Pusieron música para crear un clima apropiado: querían que Lillian se sintiera cómoda presentándoles a su novio. Mientras Rafael ponía la mesa, pudo ver el tembleque de los dedos de Sonny al sacar del horno la comida italiana. Antes de que empezara a servir cazó su mano y le besó los nudillos. Aunque se había cambiado de ropa hacía poco, el polo azul claro empezaba a llenársele de sudor. Rafael sonrió para sus adentros.

A las siete de la tarde sonó el timbre. Sonny y Rafael intercambiaron una mirada llena de significado antes de abrir la puerta. Sonny no fue capaz de distinguir el rostro del chico, pues Lillian se había tirado a su cuello.

—¡Hola, papá!

Después abrazó a Rafael, pero ambos le miraban a él.

—Este es Donald.

—Señor Barba, señor Carisi…

—¡Oh! Sonny, por favor. Pasad, pasad.

Resultó que Donald sí parecía intimidado. Llevaba una camisa blanca adaptada a sus hombros caídos, y su nariz apuntaba al plato vergonzosamente. Durante la primera hora apenas quitó la vista de la lasaña excepto para mirar a la alegre Lillian, que como siempre hablaba por los codos, muy alto, risueña, con esa expresividad dramática que tanto la caracterizaba. Sonny y Rafael vieron la adoración implícita en los ojos negros del joven y suspiraron tranquilos.

—¿Y cómo os conocisteis? —preguntó el fiscal.

Lo sabía a la perfección, pero quería oír la versión del chico. Él tomo aire, quizá para ventilar sus mejillas constantemente coloradas. Era la primera pregunta larga que le hacían.

—Hace dos años, en la función de Hamlet.

Le tembló la voz.

—¿A quién interpretabas tú? —quiso saber Sonny.

—A nadie. Sólo fui a ver. Me gustó la obra cuando la leímos en clase. Después me acerqué a felicitar a Lily…

—¡Estaba rojo como un tomate! ¡Más que ahora!

Lillian les narró su primera cita, pero la segunda y la tercera las contaron los dos juntos. Rafael y Sonny se reían porque ambos parecían igual de despistados, de propensos a vivir en mundos ajenos. Obviamente, los jóvenes omitieron las partes que implicaban contacto físico. Donald se mostró extremadamente educado y formal y eso les complació, pero, una vez más, era la forma en la que se miraban lo que les hizo nadar en un pozo de paz. Hacia el final de la noche, el chico ya tomaba parte activa en la conversación, aunque como siempre fue Lillian la que llevó la voz cantante. Su hija, eufórica mientras les explicaba la nueva obra teatral que preparaba, se manchó del tomate de la lasaña la comisura de los labios.

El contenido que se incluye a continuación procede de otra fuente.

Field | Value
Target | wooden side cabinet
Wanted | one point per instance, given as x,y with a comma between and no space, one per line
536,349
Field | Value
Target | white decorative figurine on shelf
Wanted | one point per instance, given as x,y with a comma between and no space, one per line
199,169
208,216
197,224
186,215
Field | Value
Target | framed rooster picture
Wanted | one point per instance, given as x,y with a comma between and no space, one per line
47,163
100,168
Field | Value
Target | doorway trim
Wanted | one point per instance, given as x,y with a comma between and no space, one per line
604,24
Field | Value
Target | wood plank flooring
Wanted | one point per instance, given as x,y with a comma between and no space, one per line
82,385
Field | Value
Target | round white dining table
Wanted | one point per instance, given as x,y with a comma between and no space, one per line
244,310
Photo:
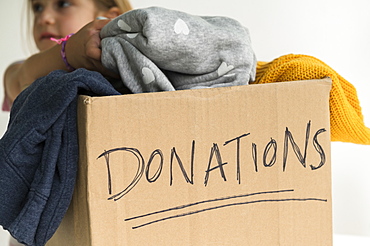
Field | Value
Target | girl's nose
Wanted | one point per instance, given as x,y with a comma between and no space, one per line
47,17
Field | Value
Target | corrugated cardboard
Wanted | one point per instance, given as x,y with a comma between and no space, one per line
244,165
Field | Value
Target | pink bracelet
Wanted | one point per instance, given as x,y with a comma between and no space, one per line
63,42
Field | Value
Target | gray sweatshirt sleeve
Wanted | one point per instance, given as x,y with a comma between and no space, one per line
157,49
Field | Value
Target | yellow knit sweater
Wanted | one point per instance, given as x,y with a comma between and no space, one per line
346,119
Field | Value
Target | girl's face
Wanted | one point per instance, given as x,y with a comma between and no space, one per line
58,18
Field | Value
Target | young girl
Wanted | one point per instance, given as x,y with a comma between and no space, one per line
57,19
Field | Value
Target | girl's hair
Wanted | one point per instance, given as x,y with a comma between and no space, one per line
123,5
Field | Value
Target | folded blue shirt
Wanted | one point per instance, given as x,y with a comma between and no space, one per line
39,153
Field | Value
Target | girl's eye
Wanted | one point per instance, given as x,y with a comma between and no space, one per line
63,4
37,7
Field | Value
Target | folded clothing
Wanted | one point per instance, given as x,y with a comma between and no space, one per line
346,119
39,153
157,49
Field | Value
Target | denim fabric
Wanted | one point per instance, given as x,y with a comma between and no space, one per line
39,153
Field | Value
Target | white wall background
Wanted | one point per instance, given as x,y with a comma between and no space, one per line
335,31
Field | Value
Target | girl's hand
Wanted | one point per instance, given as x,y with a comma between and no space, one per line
83,49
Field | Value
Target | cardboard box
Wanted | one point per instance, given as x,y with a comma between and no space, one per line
244,165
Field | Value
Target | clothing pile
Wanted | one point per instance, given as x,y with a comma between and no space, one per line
152,49
346,119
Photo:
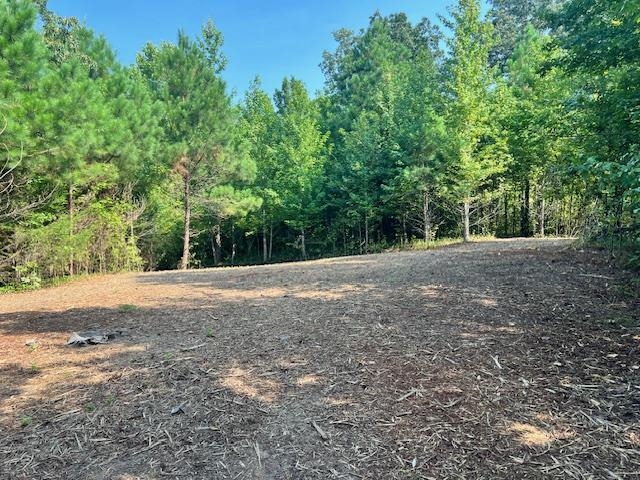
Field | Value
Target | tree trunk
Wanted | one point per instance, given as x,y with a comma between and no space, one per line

—Te has manchado —dijo Donald.

—¿Dónde?

—Aquí.

—¿Ya está?

—No. Espera.

Donald se acercó a Lillian y le limpió la comisura con su servilleta. Se sonrieron. Rafael y Sonny intercambiaron una mirada. Después de cenar jugaron al scrabble.

Por la noche, se metieron en la cama agotados. Estuvieron varios minutos en silencio, aunque ambos se sabían despiertos. Rafael agarró la mano de Sonny por debajo de las mantas.

—Me siento estúpido —dijo el italiano.

—¿Por qué?

—Es un chico normal. No sé qué esperaba.

Silencio.

—No es tu culpa, Sonny. —Le dio un apretón—. Trabajas en crímenes sexuales. Has detenido a gente de su edad.

La oscuridad bañaba sus cuerpos. No dijeron nada más. Se abrazaron durante un rato antes de dormir, muchas dudas disipadas. Lillian, al otro lado de la casa, también durmió plácidamente.